The creators of a Squid Game cryptocurrency scam have made off with £2.5m

Less ‘Squid Game’, more damp squib

A cryptocurrency inspired by the South Korean Netflix phenomenon and anti-capitalist allegory, Squid Game, has lost nearly all of its value and has been revealed to be a scam.

Squid, a ‘play-to-earn’ cryptocurrency, had seen its value skyrocket by thousands of per cent in recent days – last Tuesday (October 26) it was trading at one cent, and in less than a week it surged to over $2,856 (£2,094). However, it turned out to be less Squid Game, more damp squib as it’s value has now plummeted to zero.

Buyers were prevented from converting their tokens into real world currencies, and shortly after its launch the developers made off with $3.38m (£2.48m), according to Gizmondo. Take that crypto-bros.

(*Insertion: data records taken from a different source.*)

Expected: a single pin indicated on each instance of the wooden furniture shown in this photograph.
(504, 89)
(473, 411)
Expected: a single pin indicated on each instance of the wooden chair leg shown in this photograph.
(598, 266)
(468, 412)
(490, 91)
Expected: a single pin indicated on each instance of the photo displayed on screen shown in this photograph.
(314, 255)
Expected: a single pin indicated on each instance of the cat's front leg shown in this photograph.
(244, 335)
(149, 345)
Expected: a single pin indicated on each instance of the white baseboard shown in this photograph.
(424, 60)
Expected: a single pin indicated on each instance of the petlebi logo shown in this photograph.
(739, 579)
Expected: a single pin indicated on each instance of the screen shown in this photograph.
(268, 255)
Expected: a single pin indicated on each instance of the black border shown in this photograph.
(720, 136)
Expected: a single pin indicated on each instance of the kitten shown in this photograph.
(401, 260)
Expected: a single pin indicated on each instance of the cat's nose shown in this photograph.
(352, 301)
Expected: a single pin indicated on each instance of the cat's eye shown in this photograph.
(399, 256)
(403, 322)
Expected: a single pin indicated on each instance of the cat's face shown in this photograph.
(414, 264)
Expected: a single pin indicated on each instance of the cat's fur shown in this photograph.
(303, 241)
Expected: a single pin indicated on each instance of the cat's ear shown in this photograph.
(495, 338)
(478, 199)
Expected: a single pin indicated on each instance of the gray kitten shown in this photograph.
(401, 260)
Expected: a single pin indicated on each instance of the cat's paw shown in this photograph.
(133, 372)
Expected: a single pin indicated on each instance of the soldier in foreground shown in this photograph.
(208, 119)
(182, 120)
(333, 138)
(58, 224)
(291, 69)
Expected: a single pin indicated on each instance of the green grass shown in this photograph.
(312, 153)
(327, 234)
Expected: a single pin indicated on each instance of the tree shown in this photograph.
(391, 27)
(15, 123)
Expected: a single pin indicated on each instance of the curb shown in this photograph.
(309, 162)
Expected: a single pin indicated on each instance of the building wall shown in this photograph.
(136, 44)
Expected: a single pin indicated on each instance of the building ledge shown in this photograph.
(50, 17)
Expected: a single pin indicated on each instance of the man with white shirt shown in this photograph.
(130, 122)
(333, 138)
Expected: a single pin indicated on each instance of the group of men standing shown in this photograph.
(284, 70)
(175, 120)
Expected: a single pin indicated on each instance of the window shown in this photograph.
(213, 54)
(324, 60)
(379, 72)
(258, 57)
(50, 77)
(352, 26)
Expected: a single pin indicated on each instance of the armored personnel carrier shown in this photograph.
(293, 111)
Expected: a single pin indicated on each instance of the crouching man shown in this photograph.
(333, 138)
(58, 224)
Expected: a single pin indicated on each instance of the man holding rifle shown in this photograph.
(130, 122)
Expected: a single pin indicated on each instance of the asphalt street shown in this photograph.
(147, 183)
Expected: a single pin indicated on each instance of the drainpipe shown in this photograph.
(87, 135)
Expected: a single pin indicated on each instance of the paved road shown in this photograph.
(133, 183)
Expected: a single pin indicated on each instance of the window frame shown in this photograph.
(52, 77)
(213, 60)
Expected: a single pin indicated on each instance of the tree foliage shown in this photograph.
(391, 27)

‘Play-to-earn’ cryptocurrencies are a form of token bought in online games, which are normally exchangeable for other cryptocurrencies or real-world national currencies. As this privilege was not afforded to buyers of Squid, they were effectively paying its developers for nothing in return.

This form of scam is referred to as a “rug pull” in the crypt-bro world, when the promoter of a currency draws in investment and makes off with the money. In this case, the Squid currency was going to be usable in a game based on the TV series, due to be released this month. 

Crypto experts warned that the Squid currency had telltale signs of being a scam, notably many grammatical and spelling errors on its website, and the fact that it was not exchangeable for other currencies. Economist and author Professor Eswar Prasad told the BBC: “It is one of many schemes by which naïve retail investors are drawn in and exploited by malevolent crypto promoters.”

He added: “In fact, open pump and dump schemes are rampant in the crypto world, with investors often jumping in with eyes wide open, perhaps hoping that they can ride the wave and dump their holdings for a quick profit before prices collapse. Nowadays new coins can be listed on decentralised exchanges on the first day they are created, without any regulation or due diligence, so you could be buying coins from anyone with any agenda.”

Meanwhile, the hit TV series is responsible for 99 per cent of Halloween costumes this year, and also genuine labour movements in South Korea calling for better working conditions. On October 20, tens of thousands of workers took to the streets in protest of better conditions and a higher minimum wage, dressed as the black-masked guards from the hit Netflix series.

A real-life Squid Game also recently took place in Abu Dhabi, where – thankfully – there weren’t any killings (or a multi-million cash prize).